Remote access to real-time machine data provides LORAM rail grinder technicians the ability to see issues as they happen and to proactively plan for similar issues that could occur in the future. Utilizing remote diagnostics for predictive-maintenance activities has reduced mean time to failure while increasing mean time to repair.
The control systems used on the RG400 series of rail grinders produce more than 100,000 data tags. Technicians have visibility into 45,000 tags via HMI screens and can collect up to 2,100 data tags of their choosing per electronic report.
“Our new remote capabilities have significantly reduced troubleshooting time and costs. Mobility provided by our Microsoft Surface tablets and the FactoryTalk VantagePoint KPI mobile app can prevent considerable downtime – saving us significant costs in downtime avoided,” said Moyer. “Additionally, this level of remote access gives LORAM and our customers a competitive edge.”

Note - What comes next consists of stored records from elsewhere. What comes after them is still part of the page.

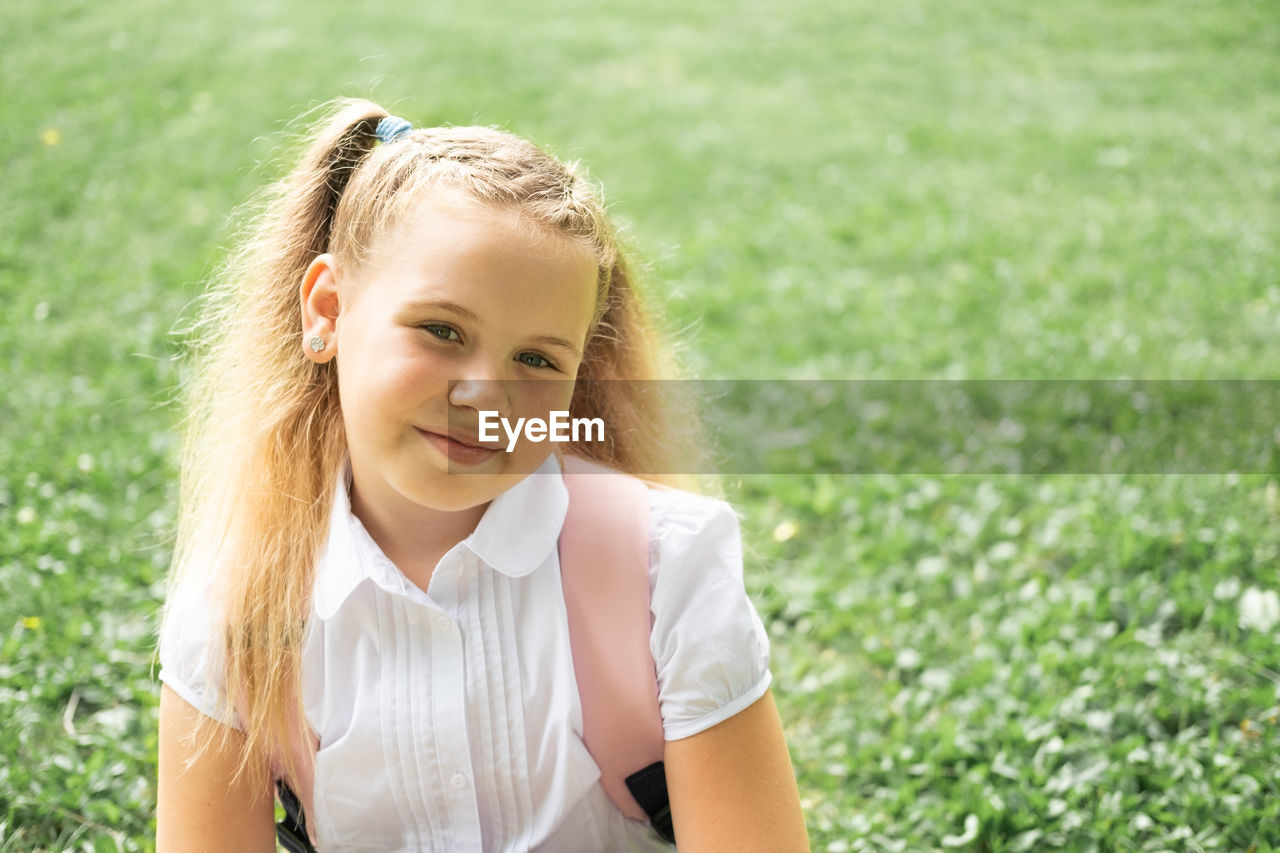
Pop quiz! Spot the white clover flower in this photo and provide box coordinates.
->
[1239,587,1280,633]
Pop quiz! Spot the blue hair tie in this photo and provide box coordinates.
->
[374,115,413,145]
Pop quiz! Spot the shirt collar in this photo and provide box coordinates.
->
[315,453,568,619]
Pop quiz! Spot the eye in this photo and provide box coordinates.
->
[516,352,556,369]
[420,323,462,341]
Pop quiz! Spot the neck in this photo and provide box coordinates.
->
[351,473,489,592]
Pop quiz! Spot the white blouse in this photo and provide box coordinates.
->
[160,456,771,850]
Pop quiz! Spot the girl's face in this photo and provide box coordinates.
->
[302,191,596,519]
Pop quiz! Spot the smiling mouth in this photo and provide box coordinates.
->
[417,428,502,467]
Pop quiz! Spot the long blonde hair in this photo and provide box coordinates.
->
[165,100,695,779]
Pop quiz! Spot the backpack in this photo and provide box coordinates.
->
[275,455,676,853]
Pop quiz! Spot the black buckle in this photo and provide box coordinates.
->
[275,779,316,853]
[626,761,676,844]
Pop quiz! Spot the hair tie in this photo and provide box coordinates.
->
[374,115,413,145]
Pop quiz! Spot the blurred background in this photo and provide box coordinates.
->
[0,0,1280,853]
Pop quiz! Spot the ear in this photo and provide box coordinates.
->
[298,252,340,364]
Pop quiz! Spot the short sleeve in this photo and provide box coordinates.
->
[160,578,239,727]
[649,489,772,740]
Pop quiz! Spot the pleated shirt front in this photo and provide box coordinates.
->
[160,457,771,850]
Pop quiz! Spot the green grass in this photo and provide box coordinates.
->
[0,0,1280,853]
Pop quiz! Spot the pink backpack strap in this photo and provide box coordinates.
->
[559,456,669,831]
[263,456,672,852]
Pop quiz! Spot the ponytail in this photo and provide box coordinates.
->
[165,100,387,779]
[165,100,689,781]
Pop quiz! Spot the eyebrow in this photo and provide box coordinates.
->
[404,300,582,359]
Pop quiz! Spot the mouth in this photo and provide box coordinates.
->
[416,427,502,467]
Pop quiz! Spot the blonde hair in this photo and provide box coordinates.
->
[165,100,696,779]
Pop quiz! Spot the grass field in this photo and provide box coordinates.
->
[0,0,1280,853]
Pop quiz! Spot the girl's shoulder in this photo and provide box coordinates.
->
[632,479,772,740]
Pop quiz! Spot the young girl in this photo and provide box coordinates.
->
[157,101,808,853]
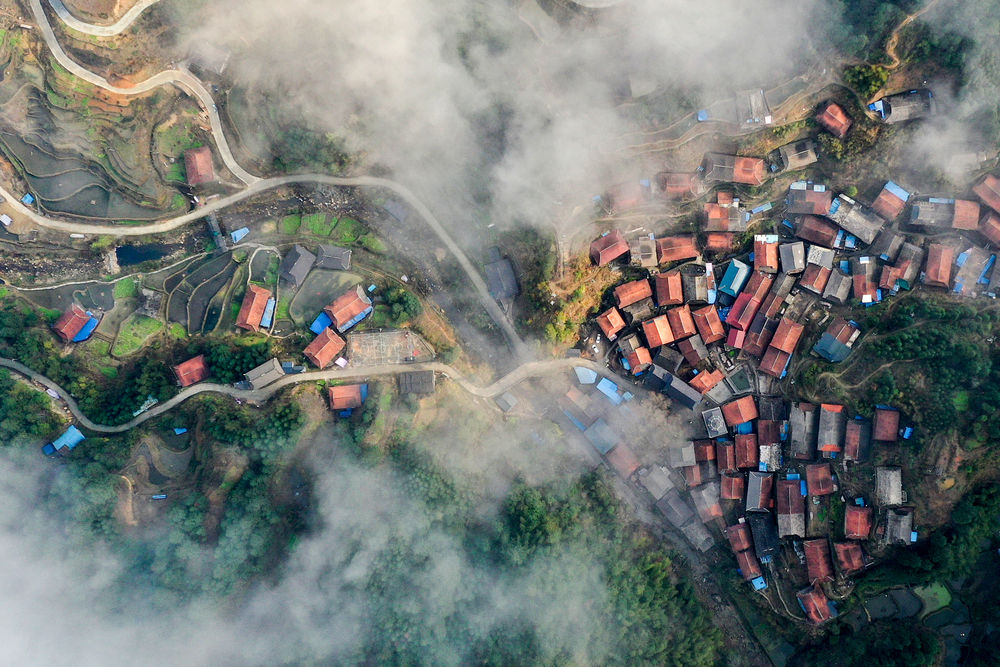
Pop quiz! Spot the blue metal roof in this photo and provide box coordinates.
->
[52,425,85,451]
[73,312,100,343]
[309,312,333,336]
[885,181,910,201]
[260,296,277,329]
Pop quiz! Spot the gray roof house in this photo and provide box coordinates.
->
[316,245,351,271]
[278,244,316,287]
[243,359,285,389]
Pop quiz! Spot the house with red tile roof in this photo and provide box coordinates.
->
[302,327,347,368]
[52,303,90,343]
[972,174,1000,213]
[653,271,684,307]
[734,433,760,470]
[816,102,851,139]
[236,283,271,331]
[872,408,899,442]
[722,396,757,427]
[833,542,866,575]
[326,384,363,412]
[806,463,833,496]
[184,146,215,187]
[590,229,628,266]
[174,354,208,387]
[656,236,699,264]
[688,369,726,394]
[795,583,833,625]
[719,475,747,500]
[924,243,955,289]
[802,537,833,582]
[691,306,726,345]
[642,315,674,348]
[666,304,698,340]
[844,505,874,540]
[597,306,625,341]
[615,278,653,308]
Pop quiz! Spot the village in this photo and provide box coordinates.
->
[561,90,1000,636]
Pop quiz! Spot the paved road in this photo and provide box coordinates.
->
[0,358,615,433]
[23,0,533,361]
[49,0,160,37]
[29,0,260,185]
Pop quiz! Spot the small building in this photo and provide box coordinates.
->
[615,278,653,308]
[868,88,937,123]
[778,241,806,275]
[656,236,700,264]
[777,479,806,537]
[844,418,872,461]
[42,424,86,456]
[722,396,757,427]
[323,285,372,333]
[302,328,347,368]
[924,243,955,289]
[316,245,351,271]
[653,271,684,307]
[802,537,833,583]
[278,243,316,289]
[875,466,903,507]
[844,504,873,540]
[872,181,910,222]
[326,384,368,416]
[872,405,899,442]
[816,102,852,139]
[590,229,628,266]
[243,360,284,389]
[699,153,767,185]
[972,174,1000,213]
[52,303,100,343]
[174,354,208,387]
[833,542,867,576]
[184,146,215,187]
[816,403,847,459]
[778,139,819,173]
[597,306,625,341]
[236,283,271,332]
[788,403,819,461]
[398,371,436,396]
[806,463,834,496]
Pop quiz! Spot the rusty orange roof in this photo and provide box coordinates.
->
[924,243,955,288]
[656,236,698,264]
[951,199,979,231]
[667,304,698,339]
[653,271,684,306]
[302,327,346,368]
[972,174,1000,213]
[597,306,625,341]
[691,306,726,345]
[236,284,271,331]
[733,157,767,185]
[615,278,653,308]
[642,315,674,347]
[771,317,805,355]
[327,384,361,410]
[816,102,851,139]
[174,354,208,387]
[590,229,628,266]
[722,396,757,426]
[688,369,726,394]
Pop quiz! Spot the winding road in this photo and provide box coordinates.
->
[0,358,615,433]
[17,0,534,361]
[49,0,160,37]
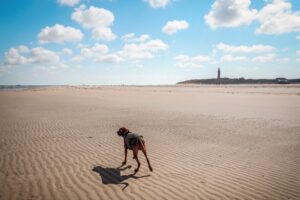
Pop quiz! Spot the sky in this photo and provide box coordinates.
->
[0,0,300,85]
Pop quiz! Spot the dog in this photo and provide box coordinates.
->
[117,127,153,173]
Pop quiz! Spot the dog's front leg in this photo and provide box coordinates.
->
[122,146,127,165]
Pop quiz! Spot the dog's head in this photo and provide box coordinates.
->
[117,127,129,136]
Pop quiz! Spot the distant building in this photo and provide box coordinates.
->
[217,67,221,85]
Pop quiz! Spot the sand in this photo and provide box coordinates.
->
[0,85,300,200]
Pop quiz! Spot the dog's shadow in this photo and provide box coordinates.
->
[93,165,150,190]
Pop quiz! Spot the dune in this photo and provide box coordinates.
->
[0,85,300,200]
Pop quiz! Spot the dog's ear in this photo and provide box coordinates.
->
[117,127,129,136]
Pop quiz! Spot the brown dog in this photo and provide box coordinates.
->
[117,127,153,173]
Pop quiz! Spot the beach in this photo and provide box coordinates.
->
[0,85,300,200]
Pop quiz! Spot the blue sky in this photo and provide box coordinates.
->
[0,0,300,85]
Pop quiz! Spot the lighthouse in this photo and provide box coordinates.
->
[217,67,221,85]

New, electronic reporting makes accessing, searching and analyzing data much easier on the new system. Each rail grinder can now hold 137 days of local data storage before upload. All critical performance data can be retrieved from the field electronically and quickly. Technicians and engineers now have the time to focus their efforts on monitoring and implementing proactive maintenance or even implementing next-generation design changes. This means LORAM can re-allocate resources for improved efficiency and increased uptime across its fleets.
The results mentioned above are specific to LORAM Maintenance of the Way Inc.’s use of Rockwell Automation products and services in conjunction with other products. Specific results may vary for other customers.